ProxyFS utilizes a B+Tree for filesystem inodes and extents

Support for arbitrary size in each of the above can be accomplished by many means. ProxyFS utilizes a B+Tree structure. Lookups, insertions, modifications, and deletions to a B+Tree structure are able to make efficient use of in-memory caching to achieve high performance with the ability to scale massively.

The drawback of the B+Tree structure is in how data is typically persisted in the underlying storage. B+Trees attempt to keep the nodes the tree below a maximum size such that they may be modified in place. When the underlying storage is an eventually consistent object storage system, modifications in place will be problematic due to this lack of strong consistency. Instead, ProxyFS uses a write-journaling approach to select a unique object into which updates are made. Each modification of a B+Tree must therefore affect all nodes from the updated leaf node all the way up to the root node. When these are each written to the object storage system, only the root node’s location need be located in order to access a consistent view of the filesystem element (be that a file or directory).
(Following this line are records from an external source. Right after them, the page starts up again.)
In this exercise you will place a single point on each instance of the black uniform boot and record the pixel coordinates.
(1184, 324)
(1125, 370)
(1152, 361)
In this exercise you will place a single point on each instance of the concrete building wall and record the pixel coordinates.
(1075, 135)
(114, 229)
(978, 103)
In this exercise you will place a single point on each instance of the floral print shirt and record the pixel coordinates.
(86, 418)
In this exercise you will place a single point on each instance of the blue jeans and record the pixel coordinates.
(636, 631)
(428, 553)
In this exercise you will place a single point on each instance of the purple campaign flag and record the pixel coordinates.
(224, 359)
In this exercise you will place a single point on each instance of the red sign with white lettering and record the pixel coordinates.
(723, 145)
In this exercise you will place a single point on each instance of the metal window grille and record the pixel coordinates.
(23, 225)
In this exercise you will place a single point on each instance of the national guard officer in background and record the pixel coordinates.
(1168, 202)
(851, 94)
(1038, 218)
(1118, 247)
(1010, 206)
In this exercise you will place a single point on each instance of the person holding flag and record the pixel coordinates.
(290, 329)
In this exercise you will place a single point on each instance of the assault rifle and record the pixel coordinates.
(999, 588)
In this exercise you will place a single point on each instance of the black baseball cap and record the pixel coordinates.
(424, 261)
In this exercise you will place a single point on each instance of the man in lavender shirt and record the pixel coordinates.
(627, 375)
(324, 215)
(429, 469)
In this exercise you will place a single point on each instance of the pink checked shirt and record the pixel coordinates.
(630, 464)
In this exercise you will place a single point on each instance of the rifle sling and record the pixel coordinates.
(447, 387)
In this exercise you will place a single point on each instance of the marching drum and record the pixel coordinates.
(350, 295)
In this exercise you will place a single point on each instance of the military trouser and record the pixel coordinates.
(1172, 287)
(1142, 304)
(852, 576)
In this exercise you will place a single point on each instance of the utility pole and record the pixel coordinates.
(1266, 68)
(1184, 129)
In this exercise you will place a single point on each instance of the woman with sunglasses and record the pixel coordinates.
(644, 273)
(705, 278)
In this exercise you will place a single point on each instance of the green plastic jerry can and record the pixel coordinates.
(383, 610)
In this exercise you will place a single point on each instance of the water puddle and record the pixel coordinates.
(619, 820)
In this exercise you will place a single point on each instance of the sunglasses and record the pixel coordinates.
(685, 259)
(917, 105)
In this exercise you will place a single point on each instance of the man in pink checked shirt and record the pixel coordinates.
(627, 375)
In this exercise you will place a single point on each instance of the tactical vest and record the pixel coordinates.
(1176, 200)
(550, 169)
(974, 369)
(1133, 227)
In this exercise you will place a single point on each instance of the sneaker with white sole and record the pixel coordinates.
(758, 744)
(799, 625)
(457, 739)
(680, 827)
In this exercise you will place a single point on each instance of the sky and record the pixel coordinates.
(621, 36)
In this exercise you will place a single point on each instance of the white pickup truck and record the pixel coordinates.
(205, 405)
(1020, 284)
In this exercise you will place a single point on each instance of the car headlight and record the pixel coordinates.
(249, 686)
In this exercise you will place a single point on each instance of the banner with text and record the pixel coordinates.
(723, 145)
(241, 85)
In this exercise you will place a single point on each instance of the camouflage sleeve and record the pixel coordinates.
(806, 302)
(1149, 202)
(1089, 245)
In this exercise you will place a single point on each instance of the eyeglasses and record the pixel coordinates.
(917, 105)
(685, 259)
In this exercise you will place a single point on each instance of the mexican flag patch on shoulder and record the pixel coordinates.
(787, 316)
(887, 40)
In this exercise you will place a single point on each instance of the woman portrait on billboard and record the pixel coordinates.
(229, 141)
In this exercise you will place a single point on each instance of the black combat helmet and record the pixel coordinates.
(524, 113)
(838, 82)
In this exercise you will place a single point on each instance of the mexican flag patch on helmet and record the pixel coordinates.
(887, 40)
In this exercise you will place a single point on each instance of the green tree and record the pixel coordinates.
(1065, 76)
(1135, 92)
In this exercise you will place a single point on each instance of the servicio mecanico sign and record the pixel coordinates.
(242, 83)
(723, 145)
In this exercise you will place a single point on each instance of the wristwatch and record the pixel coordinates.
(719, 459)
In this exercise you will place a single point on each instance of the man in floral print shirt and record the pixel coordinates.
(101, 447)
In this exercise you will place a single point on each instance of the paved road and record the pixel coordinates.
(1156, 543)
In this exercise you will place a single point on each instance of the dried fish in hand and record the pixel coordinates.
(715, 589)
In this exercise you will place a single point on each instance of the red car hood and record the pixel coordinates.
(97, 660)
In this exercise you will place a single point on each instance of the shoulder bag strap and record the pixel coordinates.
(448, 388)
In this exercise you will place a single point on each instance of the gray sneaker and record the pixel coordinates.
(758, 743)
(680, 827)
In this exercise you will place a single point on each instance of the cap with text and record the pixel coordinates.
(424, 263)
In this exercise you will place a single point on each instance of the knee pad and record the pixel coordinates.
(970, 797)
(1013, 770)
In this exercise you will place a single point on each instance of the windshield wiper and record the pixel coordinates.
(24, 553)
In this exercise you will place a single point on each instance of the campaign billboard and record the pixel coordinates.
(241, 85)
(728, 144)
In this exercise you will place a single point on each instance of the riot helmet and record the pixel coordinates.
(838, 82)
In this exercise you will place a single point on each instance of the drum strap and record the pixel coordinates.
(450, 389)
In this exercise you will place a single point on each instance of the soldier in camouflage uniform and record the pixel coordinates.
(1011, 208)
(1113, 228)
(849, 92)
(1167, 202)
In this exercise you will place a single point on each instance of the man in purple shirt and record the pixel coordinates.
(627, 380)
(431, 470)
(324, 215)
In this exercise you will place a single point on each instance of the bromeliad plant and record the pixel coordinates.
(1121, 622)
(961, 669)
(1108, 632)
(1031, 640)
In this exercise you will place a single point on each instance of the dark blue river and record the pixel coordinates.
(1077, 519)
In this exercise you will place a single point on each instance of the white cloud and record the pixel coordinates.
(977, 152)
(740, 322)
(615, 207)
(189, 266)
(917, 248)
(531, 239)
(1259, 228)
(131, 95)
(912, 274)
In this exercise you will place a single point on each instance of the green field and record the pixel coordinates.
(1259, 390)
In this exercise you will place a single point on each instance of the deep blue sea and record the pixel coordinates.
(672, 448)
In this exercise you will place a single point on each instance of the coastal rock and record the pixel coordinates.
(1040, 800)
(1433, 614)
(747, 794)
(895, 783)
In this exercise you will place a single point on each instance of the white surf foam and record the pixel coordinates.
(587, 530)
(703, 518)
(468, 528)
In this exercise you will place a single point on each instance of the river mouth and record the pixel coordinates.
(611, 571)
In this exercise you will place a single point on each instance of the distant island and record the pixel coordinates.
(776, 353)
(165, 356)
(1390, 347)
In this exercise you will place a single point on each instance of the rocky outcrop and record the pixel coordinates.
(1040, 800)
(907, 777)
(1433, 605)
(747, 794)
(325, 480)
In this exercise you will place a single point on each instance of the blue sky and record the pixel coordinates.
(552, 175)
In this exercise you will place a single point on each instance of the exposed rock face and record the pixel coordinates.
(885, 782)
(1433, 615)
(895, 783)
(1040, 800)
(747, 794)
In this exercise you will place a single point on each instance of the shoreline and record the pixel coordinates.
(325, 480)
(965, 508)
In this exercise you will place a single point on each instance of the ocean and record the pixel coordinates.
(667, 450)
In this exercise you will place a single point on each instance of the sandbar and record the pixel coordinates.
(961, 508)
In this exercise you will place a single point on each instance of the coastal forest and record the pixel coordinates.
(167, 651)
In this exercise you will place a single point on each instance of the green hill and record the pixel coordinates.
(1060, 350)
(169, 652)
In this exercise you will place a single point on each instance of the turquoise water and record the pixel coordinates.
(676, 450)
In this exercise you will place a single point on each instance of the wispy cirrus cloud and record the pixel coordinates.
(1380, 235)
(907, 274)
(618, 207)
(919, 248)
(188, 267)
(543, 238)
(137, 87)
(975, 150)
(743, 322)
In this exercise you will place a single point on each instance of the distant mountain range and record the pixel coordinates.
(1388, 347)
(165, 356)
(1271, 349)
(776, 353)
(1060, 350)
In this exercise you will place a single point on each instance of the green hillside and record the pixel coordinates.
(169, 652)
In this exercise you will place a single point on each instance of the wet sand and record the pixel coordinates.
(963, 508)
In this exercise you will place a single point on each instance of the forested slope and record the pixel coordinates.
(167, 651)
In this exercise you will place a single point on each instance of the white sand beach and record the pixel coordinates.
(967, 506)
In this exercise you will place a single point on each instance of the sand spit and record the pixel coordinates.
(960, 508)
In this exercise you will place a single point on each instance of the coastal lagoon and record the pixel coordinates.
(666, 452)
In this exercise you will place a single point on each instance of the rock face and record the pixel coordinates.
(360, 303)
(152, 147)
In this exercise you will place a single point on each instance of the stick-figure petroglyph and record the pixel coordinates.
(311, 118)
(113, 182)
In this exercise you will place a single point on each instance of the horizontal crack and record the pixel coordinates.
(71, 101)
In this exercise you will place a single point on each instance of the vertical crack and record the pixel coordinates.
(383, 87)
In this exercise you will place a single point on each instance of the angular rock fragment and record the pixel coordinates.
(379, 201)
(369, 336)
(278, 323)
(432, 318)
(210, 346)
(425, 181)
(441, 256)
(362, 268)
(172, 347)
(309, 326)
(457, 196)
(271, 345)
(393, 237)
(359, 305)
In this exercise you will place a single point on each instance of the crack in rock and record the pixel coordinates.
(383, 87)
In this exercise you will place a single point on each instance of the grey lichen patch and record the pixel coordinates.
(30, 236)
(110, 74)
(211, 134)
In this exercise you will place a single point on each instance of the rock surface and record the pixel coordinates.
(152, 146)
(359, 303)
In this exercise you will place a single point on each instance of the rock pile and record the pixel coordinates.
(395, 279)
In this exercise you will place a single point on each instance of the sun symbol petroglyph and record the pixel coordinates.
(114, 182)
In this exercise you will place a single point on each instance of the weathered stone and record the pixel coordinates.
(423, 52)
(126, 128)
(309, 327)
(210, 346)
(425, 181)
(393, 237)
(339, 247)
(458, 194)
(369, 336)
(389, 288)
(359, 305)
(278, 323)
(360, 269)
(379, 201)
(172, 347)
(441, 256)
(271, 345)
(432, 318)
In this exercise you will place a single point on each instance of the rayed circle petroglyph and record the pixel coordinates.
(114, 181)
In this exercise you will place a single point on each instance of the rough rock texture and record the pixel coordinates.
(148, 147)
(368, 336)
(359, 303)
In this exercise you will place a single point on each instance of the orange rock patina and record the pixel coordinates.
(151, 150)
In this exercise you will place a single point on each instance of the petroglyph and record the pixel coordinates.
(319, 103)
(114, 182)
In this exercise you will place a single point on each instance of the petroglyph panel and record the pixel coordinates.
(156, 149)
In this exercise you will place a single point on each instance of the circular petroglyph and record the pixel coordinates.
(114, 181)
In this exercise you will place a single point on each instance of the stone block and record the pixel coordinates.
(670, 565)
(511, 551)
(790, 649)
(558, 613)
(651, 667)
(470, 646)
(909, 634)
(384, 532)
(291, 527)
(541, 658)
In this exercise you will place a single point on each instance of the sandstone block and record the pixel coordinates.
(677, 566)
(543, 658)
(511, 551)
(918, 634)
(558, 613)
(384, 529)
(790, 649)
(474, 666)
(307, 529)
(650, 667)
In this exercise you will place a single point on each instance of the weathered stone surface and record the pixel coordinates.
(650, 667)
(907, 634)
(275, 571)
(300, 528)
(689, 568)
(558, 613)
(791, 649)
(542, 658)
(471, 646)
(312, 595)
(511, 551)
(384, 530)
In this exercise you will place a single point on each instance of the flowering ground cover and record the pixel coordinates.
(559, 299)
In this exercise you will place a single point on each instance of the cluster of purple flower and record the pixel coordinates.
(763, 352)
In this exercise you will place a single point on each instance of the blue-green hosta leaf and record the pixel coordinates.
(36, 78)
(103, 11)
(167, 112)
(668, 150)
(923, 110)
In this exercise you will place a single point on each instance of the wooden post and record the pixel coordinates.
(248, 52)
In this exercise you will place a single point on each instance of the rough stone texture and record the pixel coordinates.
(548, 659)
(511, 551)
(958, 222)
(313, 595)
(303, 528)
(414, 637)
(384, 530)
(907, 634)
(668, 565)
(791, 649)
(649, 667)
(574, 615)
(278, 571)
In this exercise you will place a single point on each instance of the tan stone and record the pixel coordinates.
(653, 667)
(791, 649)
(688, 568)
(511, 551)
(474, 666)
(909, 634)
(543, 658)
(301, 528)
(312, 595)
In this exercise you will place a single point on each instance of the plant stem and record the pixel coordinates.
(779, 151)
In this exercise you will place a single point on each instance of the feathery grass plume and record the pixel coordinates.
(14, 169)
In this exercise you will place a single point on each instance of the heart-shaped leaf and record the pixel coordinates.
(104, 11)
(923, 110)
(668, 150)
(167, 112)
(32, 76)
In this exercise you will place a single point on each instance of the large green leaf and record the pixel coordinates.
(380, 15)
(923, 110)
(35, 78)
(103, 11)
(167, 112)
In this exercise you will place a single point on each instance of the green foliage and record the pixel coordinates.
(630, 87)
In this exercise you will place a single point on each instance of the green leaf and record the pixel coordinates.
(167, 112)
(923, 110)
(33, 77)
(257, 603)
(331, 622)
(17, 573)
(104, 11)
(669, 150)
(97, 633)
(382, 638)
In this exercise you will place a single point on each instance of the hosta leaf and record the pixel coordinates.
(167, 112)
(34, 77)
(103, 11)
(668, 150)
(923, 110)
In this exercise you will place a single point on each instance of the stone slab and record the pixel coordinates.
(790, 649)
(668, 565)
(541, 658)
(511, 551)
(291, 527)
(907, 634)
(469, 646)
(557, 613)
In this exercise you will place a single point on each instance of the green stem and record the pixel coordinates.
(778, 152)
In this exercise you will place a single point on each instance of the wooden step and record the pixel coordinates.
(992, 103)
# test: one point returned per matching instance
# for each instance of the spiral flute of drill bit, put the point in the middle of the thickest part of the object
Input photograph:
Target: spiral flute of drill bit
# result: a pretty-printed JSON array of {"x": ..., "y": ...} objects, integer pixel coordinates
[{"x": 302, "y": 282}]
Like any write-journalling system, portions of the journal become unreferenced. For ProxyFS, the unreferenced elements are portions of objects or entire objects. Garbage collection operations include compaction (where the still referenced portions of objects are copied to new objects) and simple object deletion (for objects not currently referenced). Such activity must be balanced with the workload being applied to both the file system and the underlying storage system.